Argylle director Matthew Vaughn has spoken out against the criticism the film has received, saying: “We didn’t make Citizen Kane, but fucking hell.”

The spy action comedy, which was released in February, starred Henry Cavill, Bryce Dallas Howard, Sam Rockwell, Bryan Cranston, Dua Lipa, John Cena and Samuel L. Jackson.

Set in the same universe as the Kingsman films, which Vaughn also directed, the plot of the film revolves around a reclusive author (Dallas Howard) who realises that the spy novel she is writing is mirroring events in the real world.

The film was met by less than glowing reviews, currently sitting at a score of 33 per cent on review aggregator Rotten Tomatoes. In a new interview with Empire, Vaughn addressed what he described as the “vitriolic” responses to the film.

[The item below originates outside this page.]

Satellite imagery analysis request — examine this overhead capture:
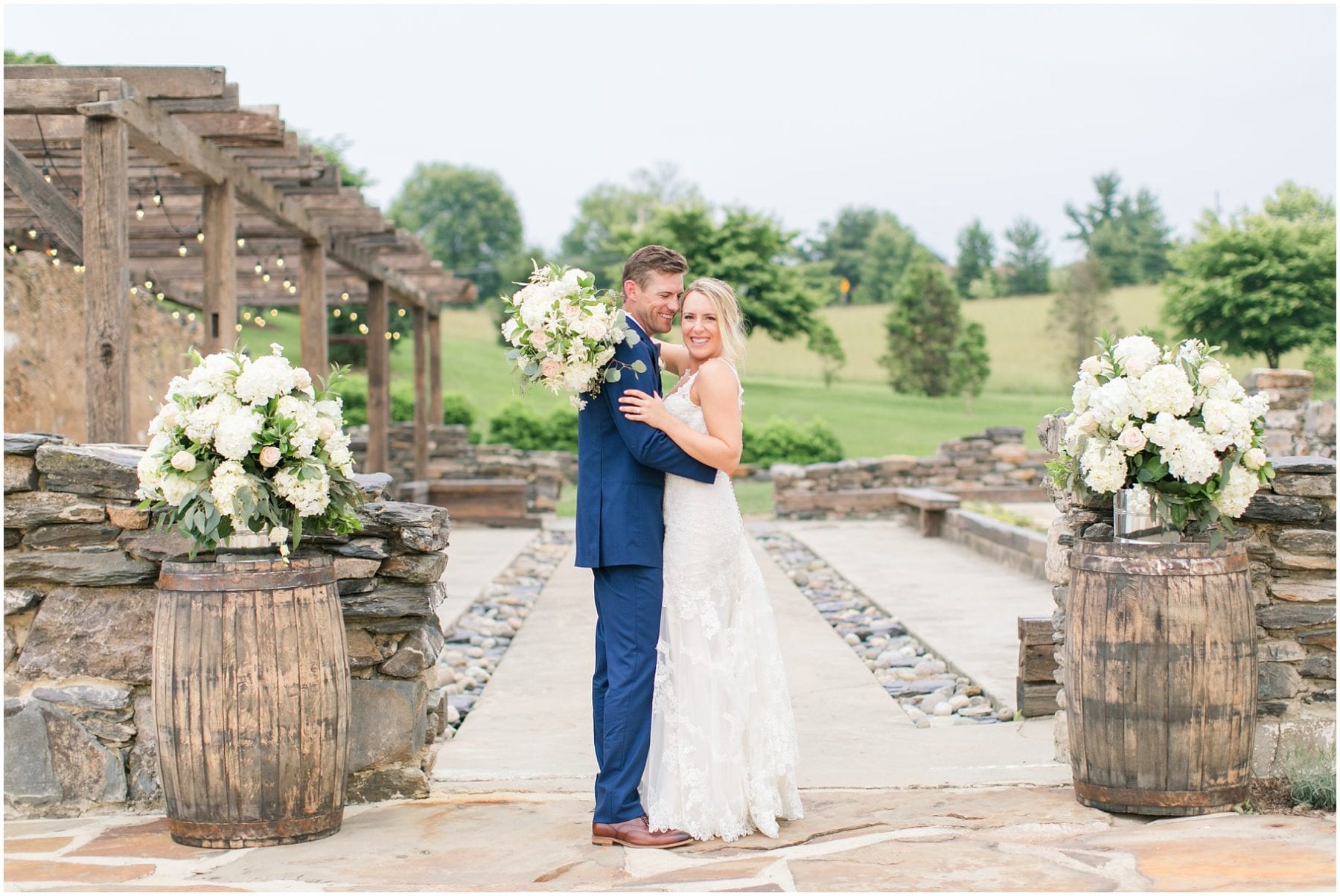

“It’s a fun, feel-good movie, or I thought it was a fun, feel-good movie,” he said. “We didn’t make Citizen Kane, but fucking hell. Then the reviews came out and I’m like, ‘Wait, what have I done to offend these people?’ They were vitriolic. I’m not saying the movie’s perfect by any means, but I didn’t think it was offensive. That took me by surprise.”

He added: “I even went round to cinemas because I thought, ‘Maybe I’ve lost the plot now.’ It did rattle me. I’m genuinely scratching my head about that, because you can’t ignore it. It wasn’t like [just] a few bad reviews.”

In a more generous three-star review of the film, NME‘s Nick Levine wrote that its “ingenious screenplay by Jason Fuchs (Wonder Woman) features more twists and turns than the Monaco Grand Prix” but said that it is “hampered by strange pacing and a bloated 139-minute runtime”.

“Because it takes too long to become truly gripping, it ends up overstaying its welcome during the last few big reveals,” Levine added.

The film, which was released by Universal Pictures alongside Apple Original Films, struggled at the box office, where it drew a global total of $96.1million (£75.1million) against a $200million (£156million) budget.

Some Taylor Swift fans speculated before the film’s release that the singer was the inspiration for the book and film, or that she had even written the book under the pen-name of Elly Conway. Swift is known to like to wear argyle sweaters and she loves Scottish Fold cats, which feature prominently in the film. This theory was later dismissed by Vaughn.